LONDON – Eurozone policymakers and politicians are in no doubt: they have done their part to support the currency union’s struggling members by increasing the size of its rescue fund, the European Stability Mechanism (ESM). Now it is time for the rest of the world – that is, the International Monetary Fund – to step up and put additional funds on the table, and European finance ministers are making that case at the IMF/World Bank meetings in Washington
European officials, in other words, take for granted that the IMF should support the eurozone, as if the rest of the world had some kind of duty to do so. In reality, even if eurozone governments could agree on a much larger increase in the ESM’s size, there are compelling reasons why the IMF should refrain from offering any further support. & & &
Europe’s leaders cannot decide if the eurozone is a federation akin to the United States or a group of independent states. They frequently compare the eurozone favorably to other developed economies.

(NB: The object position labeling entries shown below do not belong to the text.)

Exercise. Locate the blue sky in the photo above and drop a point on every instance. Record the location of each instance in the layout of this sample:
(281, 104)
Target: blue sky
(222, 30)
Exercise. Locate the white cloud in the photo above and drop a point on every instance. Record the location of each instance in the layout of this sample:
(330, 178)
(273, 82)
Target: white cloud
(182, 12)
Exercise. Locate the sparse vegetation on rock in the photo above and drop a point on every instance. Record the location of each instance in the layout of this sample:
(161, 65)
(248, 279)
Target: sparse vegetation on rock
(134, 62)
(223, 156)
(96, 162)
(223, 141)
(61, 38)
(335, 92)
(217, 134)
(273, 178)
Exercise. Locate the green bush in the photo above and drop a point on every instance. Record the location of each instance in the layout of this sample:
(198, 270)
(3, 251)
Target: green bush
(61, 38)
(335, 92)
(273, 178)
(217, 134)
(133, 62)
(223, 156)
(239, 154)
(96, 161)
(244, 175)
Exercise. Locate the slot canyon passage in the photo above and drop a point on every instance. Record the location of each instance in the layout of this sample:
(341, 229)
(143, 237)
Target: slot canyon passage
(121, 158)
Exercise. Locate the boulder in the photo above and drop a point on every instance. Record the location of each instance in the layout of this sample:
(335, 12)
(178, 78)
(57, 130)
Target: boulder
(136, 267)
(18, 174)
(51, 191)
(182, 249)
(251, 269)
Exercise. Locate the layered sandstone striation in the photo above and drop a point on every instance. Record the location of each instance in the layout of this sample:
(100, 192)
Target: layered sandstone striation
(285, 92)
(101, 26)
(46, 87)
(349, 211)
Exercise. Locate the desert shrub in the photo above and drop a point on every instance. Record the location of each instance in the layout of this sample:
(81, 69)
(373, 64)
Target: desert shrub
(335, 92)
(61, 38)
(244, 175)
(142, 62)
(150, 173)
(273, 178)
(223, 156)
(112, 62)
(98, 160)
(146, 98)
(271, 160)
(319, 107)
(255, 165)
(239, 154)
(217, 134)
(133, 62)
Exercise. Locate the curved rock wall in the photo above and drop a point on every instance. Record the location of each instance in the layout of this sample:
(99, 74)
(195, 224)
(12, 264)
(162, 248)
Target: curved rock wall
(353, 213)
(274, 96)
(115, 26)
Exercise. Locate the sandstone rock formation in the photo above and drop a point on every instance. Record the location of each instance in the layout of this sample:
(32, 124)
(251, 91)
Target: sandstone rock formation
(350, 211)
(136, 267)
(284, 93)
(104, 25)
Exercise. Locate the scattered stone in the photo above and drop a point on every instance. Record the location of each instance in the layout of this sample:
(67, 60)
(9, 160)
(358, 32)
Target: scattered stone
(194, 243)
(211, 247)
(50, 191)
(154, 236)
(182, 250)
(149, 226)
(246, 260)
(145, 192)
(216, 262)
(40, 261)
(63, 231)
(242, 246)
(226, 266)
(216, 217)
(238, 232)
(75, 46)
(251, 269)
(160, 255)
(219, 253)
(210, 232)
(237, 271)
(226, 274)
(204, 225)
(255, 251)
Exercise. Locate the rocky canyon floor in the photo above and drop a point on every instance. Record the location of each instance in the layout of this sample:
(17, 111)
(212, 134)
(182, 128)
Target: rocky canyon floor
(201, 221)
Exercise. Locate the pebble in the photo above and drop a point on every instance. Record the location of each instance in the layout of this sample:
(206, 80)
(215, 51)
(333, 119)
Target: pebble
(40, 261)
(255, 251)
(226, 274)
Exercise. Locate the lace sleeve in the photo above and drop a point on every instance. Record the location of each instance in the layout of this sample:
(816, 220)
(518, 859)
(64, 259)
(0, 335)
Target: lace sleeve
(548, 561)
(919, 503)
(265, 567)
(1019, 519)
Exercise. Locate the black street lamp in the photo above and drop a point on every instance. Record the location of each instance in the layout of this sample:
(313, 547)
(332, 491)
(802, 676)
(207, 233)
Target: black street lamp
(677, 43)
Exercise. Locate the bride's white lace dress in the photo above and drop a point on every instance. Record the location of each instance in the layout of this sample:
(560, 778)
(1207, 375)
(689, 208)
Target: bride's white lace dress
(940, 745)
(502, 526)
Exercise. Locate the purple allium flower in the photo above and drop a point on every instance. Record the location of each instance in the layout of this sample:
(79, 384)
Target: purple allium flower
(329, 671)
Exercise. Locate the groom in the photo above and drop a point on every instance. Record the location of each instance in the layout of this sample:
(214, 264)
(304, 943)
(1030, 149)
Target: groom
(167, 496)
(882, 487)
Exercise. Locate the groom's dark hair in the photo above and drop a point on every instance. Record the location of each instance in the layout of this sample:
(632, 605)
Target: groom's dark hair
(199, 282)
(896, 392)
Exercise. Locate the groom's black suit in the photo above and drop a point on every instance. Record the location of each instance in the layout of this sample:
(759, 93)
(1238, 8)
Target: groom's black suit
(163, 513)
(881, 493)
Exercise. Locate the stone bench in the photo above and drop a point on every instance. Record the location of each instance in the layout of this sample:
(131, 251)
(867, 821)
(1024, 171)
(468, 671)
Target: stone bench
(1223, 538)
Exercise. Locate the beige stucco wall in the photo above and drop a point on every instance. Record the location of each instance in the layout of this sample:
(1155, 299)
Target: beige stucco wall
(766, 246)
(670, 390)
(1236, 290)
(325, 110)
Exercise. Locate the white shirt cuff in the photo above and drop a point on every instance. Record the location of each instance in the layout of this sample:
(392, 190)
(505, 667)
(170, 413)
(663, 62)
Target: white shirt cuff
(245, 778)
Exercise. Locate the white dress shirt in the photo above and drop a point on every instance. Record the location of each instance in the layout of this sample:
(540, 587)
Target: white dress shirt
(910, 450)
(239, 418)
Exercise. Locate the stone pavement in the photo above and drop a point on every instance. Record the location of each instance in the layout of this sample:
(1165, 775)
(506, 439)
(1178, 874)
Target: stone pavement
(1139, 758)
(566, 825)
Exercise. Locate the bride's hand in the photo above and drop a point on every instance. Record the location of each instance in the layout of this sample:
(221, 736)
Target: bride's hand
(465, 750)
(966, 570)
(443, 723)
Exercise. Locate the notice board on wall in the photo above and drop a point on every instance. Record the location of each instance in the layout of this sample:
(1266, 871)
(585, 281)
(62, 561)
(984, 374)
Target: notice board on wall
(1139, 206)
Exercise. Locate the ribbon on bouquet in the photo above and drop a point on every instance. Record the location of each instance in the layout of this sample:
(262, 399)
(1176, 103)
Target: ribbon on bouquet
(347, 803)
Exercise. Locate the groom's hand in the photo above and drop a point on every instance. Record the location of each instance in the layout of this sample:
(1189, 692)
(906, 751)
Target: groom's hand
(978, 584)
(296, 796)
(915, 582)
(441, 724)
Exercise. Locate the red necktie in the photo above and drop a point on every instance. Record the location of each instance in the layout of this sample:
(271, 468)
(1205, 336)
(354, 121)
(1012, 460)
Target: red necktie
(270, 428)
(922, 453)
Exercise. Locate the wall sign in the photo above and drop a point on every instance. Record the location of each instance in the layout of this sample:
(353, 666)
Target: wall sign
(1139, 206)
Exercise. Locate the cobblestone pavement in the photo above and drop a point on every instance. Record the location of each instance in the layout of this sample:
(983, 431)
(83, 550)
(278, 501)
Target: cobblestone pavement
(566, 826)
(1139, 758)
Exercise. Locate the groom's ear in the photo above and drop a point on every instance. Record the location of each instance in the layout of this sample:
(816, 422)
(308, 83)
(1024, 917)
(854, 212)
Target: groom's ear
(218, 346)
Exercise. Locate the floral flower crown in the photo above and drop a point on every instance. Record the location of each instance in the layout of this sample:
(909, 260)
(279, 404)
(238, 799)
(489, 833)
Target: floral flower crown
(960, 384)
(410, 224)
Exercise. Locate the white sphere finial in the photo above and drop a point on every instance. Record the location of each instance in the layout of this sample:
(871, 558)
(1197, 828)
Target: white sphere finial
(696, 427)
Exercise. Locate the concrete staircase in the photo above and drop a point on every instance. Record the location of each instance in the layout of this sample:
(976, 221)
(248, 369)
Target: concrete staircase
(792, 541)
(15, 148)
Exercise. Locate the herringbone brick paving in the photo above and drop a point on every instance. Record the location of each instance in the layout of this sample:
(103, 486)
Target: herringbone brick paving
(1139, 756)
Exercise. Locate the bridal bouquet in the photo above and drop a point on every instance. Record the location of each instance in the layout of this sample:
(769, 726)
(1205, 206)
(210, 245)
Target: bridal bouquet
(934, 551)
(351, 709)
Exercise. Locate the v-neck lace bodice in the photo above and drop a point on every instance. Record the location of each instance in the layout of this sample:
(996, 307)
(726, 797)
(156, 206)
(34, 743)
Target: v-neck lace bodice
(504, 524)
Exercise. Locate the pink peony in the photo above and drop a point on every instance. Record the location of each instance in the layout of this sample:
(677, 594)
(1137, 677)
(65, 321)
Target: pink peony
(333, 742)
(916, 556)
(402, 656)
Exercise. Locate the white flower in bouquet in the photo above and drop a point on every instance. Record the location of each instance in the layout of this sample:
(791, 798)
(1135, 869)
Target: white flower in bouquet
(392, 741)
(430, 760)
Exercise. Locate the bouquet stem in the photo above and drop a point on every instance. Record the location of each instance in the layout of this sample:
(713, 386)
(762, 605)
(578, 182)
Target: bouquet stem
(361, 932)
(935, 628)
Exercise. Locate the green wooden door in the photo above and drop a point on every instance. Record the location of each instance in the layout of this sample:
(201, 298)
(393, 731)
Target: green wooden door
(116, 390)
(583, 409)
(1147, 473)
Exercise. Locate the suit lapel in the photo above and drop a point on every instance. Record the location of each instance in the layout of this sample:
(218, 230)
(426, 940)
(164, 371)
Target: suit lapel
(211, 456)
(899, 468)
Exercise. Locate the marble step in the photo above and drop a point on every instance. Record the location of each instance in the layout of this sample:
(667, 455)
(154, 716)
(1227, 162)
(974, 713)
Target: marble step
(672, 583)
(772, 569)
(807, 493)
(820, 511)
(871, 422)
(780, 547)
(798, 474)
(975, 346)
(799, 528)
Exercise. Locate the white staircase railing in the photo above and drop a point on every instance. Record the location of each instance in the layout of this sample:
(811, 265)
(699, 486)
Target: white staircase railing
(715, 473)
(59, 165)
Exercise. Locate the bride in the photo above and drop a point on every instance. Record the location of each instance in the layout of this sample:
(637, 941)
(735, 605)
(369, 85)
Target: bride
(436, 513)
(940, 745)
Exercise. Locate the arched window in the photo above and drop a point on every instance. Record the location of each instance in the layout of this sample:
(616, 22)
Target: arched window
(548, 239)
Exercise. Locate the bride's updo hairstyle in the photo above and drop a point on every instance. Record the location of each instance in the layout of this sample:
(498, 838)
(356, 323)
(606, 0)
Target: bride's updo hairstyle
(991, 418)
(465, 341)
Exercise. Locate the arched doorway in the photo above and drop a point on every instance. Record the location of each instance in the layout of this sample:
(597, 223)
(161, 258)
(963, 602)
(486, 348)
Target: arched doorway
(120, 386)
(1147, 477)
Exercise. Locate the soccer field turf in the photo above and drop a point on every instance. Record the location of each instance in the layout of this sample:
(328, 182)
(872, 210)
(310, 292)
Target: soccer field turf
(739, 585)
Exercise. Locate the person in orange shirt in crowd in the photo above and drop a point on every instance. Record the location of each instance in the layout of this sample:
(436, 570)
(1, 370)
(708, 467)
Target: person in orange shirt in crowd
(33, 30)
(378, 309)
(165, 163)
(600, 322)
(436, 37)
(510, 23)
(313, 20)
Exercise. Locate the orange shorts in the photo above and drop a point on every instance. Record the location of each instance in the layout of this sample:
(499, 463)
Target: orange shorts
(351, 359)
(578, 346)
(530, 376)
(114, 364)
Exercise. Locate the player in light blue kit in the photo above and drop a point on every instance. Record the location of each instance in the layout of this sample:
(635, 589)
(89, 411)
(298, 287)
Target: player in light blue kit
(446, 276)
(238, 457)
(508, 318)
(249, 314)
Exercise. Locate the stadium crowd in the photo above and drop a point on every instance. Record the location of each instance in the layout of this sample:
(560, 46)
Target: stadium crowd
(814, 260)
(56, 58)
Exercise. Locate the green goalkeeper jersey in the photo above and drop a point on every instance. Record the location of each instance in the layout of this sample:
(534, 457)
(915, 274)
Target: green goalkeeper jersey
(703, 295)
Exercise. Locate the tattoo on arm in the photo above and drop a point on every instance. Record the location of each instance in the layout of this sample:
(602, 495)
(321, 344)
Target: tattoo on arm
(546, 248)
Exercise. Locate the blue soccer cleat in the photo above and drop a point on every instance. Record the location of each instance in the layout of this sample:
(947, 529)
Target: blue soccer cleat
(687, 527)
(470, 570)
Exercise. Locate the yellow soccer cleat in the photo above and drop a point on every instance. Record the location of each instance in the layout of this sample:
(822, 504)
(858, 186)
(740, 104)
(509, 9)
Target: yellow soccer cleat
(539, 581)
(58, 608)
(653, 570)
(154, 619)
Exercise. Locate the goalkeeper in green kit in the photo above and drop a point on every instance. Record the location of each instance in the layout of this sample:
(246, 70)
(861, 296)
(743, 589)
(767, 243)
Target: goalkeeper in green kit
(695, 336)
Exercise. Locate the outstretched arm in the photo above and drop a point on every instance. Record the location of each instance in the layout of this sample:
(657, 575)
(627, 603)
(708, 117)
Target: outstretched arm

Eurozone members as a whole, they argue, have a lower budget deficit than the US and the United Kingdom, and a similar level of public debt. Unlike the US and the UK, the eurozone in aggregate is running a current-account surplus (it is, as policymakers like to say, living “within its means”). And they express considerable pride in the euro’s growing role as an international reserve currency, as well as resolve to do whatever it takes to defend the currency union’s integrity.